Nashville - Anaheim 3-6 (1-1/0-4/2-1) Ein Zwischenspurt mit vier Toren im Mitteldrittel brachte den Mighty Ducks of Anaheim heute Morgen ihren fünften Sieg in Folge ein. Hierdurch machten die Kalifornier einen Sprung auf den fünften Tabellenplatz in der Western Conference. Der 'Matchwinner' der Ducks war Teemu Selanne(18.pp/33.) mit zwei Toren und zwei Assists bei den Treffern von Andy McDonald(39./57.pp).
Die erste gute Viertelstunde der Partie hatte den Nashville Predators gehört. Sie begannen sehr druckvoll und gingen auch hochverdient durch Steve Sullivan(7.) mit 1-0 in Front. Noch vor der ersten Pause gelang Selanne der aufgrund des Spielverlaufs äußerst glückliche Ausgleich.

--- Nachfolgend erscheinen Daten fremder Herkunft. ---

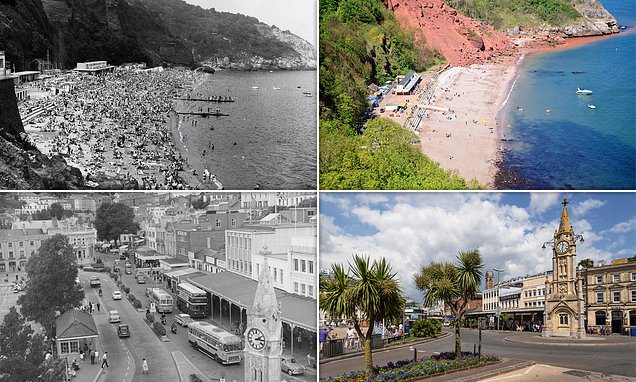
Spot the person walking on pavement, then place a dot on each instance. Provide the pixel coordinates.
(104, 360)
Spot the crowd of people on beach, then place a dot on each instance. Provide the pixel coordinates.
(117, 124)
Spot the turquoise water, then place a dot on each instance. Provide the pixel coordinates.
(573, 146)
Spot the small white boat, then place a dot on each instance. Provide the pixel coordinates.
(583, 91)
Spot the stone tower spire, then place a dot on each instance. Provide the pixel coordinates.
(564, 225)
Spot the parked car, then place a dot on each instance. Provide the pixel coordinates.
(291, 367)
(183, 319)
(95, 283)
(113, 316)
(123, 330)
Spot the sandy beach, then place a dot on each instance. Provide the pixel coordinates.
(465, 138)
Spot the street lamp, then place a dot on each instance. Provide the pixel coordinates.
(498, 311)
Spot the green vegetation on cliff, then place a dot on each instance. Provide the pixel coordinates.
(361, 42)
(506, 14)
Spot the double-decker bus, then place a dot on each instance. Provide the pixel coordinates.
(192, 300)
(162, 299)
(215, 342)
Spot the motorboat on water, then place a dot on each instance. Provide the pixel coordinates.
(583, 91)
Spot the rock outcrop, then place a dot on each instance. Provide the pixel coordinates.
(460, 39)
(596, 20)
(159, 32)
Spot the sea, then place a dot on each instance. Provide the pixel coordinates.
(268, 139)
(555, 141)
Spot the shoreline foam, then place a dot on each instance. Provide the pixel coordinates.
(474, 150)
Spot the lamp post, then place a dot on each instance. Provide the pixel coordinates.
(498, 311)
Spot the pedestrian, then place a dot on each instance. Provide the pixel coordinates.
(104, 360)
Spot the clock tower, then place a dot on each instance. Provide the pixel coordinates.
(563, 315)
(264, 332)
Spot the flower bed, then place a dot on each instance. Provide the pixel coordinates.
(409, 369)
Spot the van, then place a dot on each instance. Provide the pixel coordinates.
(113, 316)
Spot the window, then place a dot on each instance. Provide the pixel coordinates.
(600, 317)
(599, 297)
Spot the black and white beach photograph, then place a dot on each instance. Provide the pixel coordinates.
(172, 286)
(158, 94)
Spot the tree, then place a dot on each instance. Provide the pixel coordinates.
(369, 289)
(454, 284)
(114, 219)
(51, 286)
(56, 210)
(22, 350)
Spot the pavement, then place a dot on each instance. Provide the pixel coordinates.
(549, 373)
(612, 359)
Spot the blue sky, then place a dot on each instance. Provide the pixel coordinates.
(297, 16)
(413, 229)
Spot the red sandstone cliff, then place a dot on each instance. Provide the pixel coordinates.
(460, 39)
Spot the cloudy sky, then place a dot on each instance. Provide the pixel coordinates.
(414, 229)
(298, 16)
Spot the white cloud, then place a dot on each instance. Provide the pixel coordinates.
(541, 201)
(580, 209)
(412, 235)
(624, 227)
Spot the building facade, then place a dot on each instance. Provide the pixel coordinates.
(610, 294)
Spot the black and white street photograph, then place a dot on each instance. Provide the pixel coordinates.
(173, 286)
(158, 95)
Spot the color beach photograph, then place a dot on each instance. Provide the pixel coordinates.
(158, 95)
(456, 94)
(479, 286)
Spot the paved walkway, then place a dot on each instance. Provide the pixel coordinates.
(557, 374)
(187, 368)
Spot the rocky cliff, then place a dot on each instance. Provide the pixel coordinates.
(160, 32)
(460, 39)
(596, 20)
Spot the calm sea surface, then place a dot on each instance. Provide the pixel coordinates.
(573, 146)
(268, 138)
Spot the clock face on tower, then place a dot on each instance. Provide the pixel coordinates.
(562, 247)
(256, 339)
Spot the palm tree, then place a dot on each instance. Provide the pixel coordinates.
(370, 289)
(454, 284)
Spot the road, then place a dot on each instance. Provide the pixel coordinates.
(602, 358)
(149, 344)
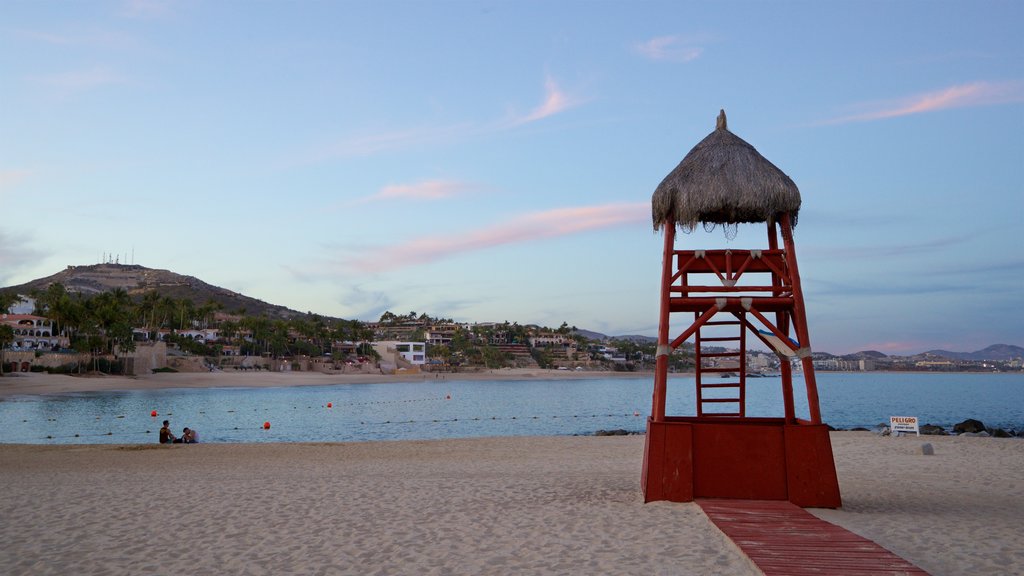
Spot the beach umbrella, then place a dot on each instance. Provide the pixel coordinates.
(723, 180)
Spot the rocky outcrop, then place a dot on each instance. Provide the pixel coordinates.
(970, 426)
(619, 432)
(932, 429)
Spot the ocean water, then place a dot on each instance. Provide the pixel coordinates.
(437, 409)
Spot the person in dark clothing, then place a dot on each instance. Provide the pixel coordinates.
(166, 437)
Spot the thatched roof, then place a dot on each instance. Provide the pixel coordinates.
(724, 180)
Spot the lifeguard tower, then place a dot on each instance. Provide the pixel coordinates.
(725, 296)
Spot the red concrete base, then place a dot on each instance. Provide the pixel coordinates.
(749, 458)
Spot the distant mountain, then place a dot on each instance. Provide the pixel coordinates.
(590, 334)
(994, 352)
(137, 280)
(864, 355)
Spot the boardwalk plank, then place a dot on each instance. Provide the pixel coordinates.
(783, 539)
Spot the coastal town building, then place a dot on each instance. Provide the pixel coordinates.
(34, 333)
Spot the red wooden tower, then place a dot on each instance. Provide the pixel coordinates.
(726, 295)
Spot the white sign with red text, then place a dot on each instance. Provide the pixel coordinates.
(899, 424)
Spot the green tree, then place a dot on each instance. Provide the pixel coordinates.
(7, 299)
(6, 337)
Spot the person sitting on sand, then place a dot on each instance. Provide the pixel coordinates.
(166, 437)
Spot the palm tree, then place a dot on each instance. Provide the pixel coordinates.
(6, 337)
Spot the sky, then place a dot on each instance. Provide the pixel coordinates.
(495, 161)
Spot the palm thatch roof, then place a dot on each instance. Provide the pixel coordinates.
(723, 180)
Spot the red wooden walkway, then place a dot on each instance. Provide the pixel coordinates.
(783, 539)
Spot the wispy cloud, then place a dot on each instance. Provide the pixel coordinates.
(425, 191)
(77, 81)
(145, 9)
(889, 250)
(672, 48)
(526, 228)
(16, 252)
(88, 39)
(10, 178)
(964, 95)
(556, 100)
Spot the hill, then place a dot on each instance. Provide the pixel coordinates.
(994, 352)
(137, 280)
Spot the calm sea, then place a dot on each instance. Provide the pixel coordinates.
(436, 409)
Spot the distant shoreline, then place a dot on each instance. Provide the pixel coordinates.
(34, 383)
(44, 384)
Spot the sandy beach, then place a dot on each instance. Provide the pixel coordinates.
(506, 505)
(498, 505)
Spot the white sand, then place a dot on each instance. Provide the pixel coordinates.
(528, 505)
(525, 505)
(536, 505)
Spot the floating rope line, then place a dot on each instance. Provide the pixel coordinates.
(212, 432)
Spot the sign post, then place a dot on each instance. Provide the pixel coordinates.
(899, 424)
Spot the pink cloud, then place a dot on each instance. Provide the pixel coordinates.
(668, 48)
(555, 101)
(966, 95)
(81, 80)
(527, 228)
(424, 191)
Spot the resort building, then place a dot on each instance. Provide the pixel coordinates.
(34, 333)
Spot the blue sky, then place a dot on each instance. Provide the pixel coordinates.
(493, 161)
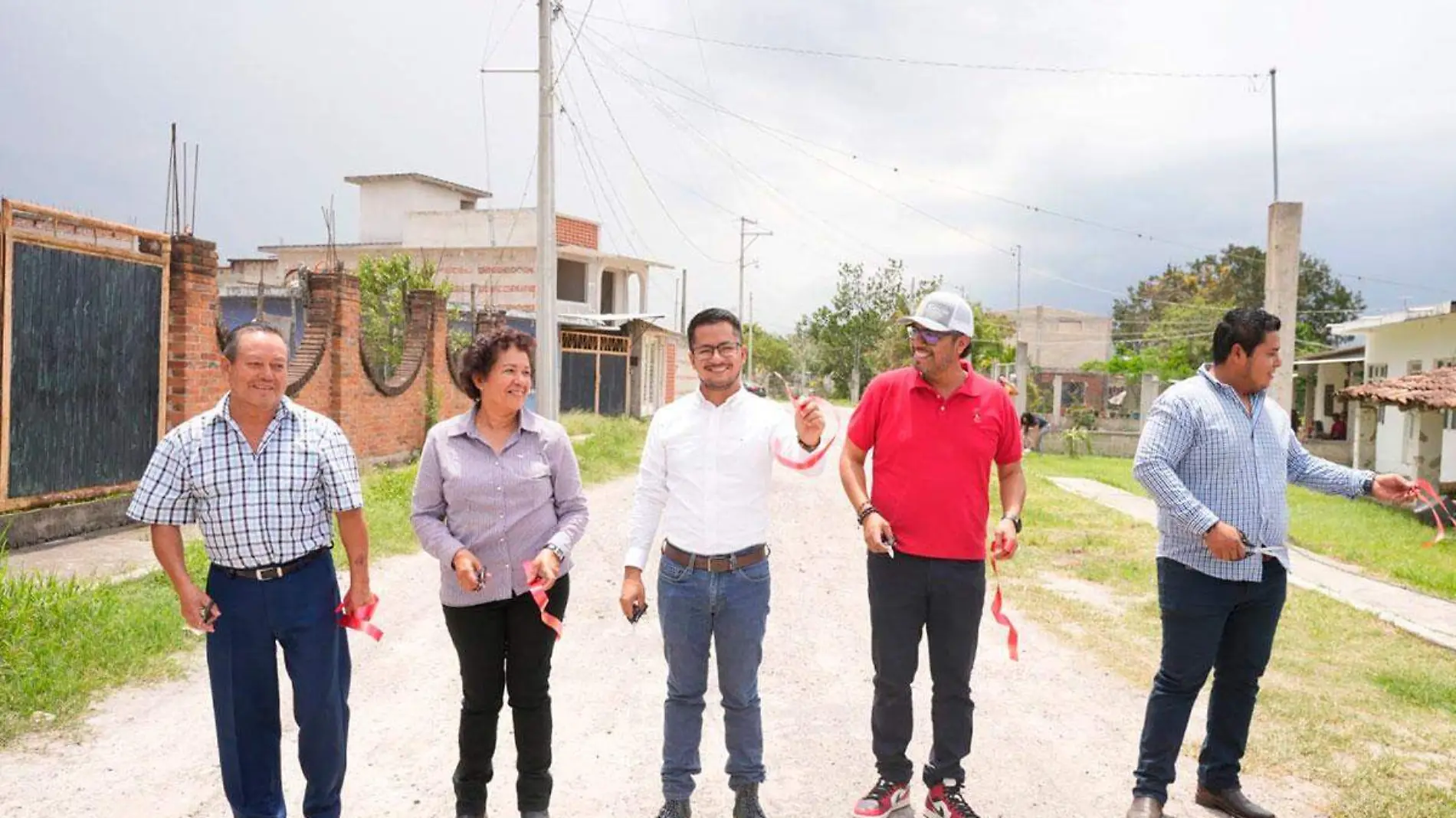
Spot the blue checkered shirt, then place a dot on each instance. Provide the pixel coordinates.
(1205, 457)
(255, 509)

Wie verwandelt kamen die Kalifornier aus der Kabine. Es dauerte nicht lange bis Chris Kunitz(22.pp) die Ducks in Führung bringen konnte. Zum Leidwesen der Predators hatte auch ihr Schlussmann Tomas Vokoun nicht gerade seinen besten Tag erwischt und in der Zeit bis zu seiner Auswechslung nach Drittelende musste er sich noch drei Mal, u.a. von Corey Perry(33.), geschlagen geben.
Mit der 5-1 Führung im Rücken konnten es die Mighty Ducks im Schlussabschnitt etwas ruhiger angehen lassen. Die Folge waren noch zwei weitere Gegentreffer von Adam Hall(49.pp) und Jordin Tootoo(60.), die aber nur noch eine unbedeutende Ergebniskosmetik darstellten.